Objectives: This study extended research by Deck et al. (2018) by evaluating athlete's experiences during rehabilitation following a sports injury as a function of the motivational orientation displayed by the athletic therapist providing treatment. Drawing from Wild et al. (1998), this study compared the effects of receiving treatment for an injury from an intrinsically versus extrinsically motivated athletic therapist on boredom, anxiety, and pressure reported by athletes during treatment.
Methods: Using a post-test only design, athletes (N = 48; Mage = 19.87±2.24 years; 66.70% female) were randomized to one of two groups that manipulated the intrinsic/extrinsic motives reported by the athletic therapist for treating an injured athlete using vignettes.
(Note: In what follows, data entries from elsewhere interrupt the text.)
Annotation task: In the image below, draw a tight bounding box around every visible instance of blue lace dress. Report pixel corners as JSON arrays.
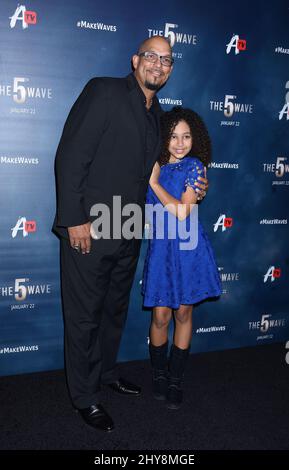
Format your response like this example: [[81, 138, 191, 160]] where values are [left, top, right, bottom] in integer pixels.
[[142, 156, 221, 309]]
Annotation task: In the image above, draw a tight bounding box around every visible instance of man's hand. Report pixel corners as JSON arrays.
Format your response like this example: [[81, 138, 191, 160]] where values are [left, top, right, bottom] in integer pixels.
[[195, 167, 209, 201], [67, 222, 91, 255]]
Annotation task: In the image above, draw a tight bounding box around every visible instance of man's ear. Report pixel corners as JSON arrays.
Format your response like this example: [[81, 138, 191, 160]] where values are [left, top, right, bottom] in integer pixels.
[[131, 54, 140, 70]]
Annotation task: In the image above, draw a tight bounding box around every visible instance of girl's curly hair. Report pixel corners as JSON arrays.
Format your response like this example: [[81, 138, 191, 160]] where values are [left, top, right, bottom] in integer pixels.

Boredom, anxiety, and pressure reported in-treatment by injured athletes were assessed using single-items adapted from Ryan and Deci (2017).
Results: Multivariate Analysis of Variance indicated statistical differences between groups (Pillai's Trace = 0.20; F(3, 44) = 3.57; p = .02; ?2 = 0.20). Higher boredom (F = 3.38; p = .07) and more pressure (F = 6.81; p = .01) were reported when the athletic therapist was extrinsically motivated to provide treatment (?2 = 0.07 to 0.13). No statistical differences in anxiety were reported during treatment across groups (F = 0.76; p = 0.39).
Discussion: Overall, the results of this study extend previous sport injury research (Deck et al., 2018) by demonstrating that athletic therapists approaching treatment for extrinsic reasons may adversely effect select in-treatment experiences for injured athletes which may have implications for treatment success and return-to-sport following injury.